Müşebbihe kendi görüşleri istikâmetinde birçok asılsız rivayet de uydurmuş ve bunların çoğunu Yahudilerden iktibas etmiştir. Bilindiği üzere teşbih Yahudilerin tabiatı haline gelmiştir.

Not;
Subki;de, eI-MiIeI ve'n-Nihal hakkında, "Bana göre bu kitap bu konuda yazılanların en iyisidir" diyerek Şehristani'yi tasdik etmiştir.(Tabakatü'ş.Şafiyye, Kahire, 111/ 78. )
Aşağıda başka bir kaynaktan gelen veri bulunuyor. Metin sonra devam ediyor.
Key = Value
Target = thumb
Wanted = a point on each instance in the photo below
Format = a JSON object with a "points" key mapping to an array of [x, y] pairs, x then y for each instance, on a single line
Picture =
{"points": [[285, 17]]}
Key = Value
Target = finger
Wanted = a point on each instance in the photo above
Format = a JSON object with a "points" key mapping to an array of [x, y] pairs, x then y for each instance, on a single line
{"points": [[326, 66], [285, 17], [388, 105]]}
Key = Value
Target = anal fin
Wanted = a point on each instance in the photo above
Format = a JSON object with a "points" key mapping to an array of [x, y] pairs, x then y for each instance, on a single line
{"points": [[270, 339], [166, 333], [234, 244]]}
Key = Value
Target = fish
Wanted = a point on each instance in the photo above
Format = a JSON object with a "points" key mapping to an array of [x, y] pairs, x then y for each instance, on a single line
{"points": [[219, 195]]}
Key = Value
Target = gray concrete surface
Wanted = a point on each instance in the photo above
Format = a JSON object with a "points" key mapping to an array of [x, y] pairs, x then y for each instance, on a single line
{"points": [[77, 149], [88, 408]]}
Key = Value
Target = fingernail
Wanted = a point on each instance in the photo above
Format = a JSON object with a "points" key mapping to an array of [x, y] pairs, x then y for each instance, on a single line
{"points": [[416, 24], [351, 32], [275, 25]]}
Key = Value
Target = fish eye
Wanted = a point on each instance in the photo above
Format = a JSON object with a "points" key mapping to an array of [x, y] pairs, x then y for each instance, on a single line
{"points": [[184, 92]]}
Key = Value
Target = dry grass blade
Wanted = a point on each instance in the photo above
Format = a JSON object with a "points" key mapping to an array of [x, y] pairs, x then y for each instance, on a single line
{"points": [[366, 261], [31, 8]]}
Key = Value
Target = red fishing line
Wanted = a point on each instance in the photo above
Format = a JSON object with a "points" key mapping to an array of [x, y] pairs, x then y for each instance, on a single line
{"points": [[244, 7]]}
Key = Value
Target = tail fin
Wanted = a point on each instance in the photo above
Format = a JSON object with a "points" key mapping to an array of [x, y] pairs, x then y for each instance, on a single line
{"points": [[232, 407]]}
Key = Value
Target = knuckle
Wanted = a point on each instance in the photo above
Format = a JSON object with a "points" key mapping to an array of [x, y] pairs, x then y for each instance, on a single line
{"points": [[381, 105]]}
İbn Teymiyye; de "Şehristani'nin kitabı mezheplere dair yazılan kitaplardan muhteviyatı en zengin ve nakli en iyi olanıdır" ifadesi ile hakkı teslim etmek istemiştir.
(Minhacü's.Sünne, Bulak, III! 208.)
 
E Çevrimdışı

Ehli_Hadis

Aktif Üye
İslam-TR Üyesi
İmam Şafii (rahımullah) şöyle dedi: “Allah’a hamd olsun ...Ki o kendisini tanımladığı gibidir ve halkın tanımlamalarının üzerindedir.” Benim de benimsediğim, Süfyan ve Malik gibi gördüğüm ve ilim aldığım ehli hadisin, sünnet konusundaki görüşleri şudur:

Allah’tan başka ilah olmadığına, Muhammed (sallallahu aleyhi ve sellem)’in Allah’ın elçisi olduğuna şehadet etmek ve Cenabı Hakk’ın gökte arşında olduğuna ve kullarına dilediği gibi yaklaştığına ve yine dilediği gibi dünya semasına indiğine inanırız.es-Sabunî, Akidetu’s Selef: 54. er-Risale: sh.7-8.

“Kur’an’ın ve sünnet’in isbat ettiği bu sıfatları biz de ispat ediyor ve Allah kendi zatından uzak tuttuğu gibi, biz de teşbihi ondan uzak tutuyoruz. Allah’ın bir benzeri yoktur. “Allah’ın kitap ve sünnet’te bildirilen isim ve sıfatları vardır. Bu isim ve sıfatlar kendisine, kitab ve sünnet hüccetleriyle sabit olduğu halde kim bunlardan birisini inkar ederse kafir olur. Ancak haber cihetiyle hüccet sabit olmamış ise, bu durumda cehaleti nedeniyle mazurdur. Çünkü bu gibi şeylerin akıl, fikir yürütmekle bilinmesi mümkün değildir. Cenabı Hakkın işitici olduğu, veya iki eli olduğu haberleri de böyledir. Hakk Teala şöyle buyurdu:

“ Bilâkis, Allah’ın elleri açıktır, dilediği gibi verir.” (Maide, 5/64).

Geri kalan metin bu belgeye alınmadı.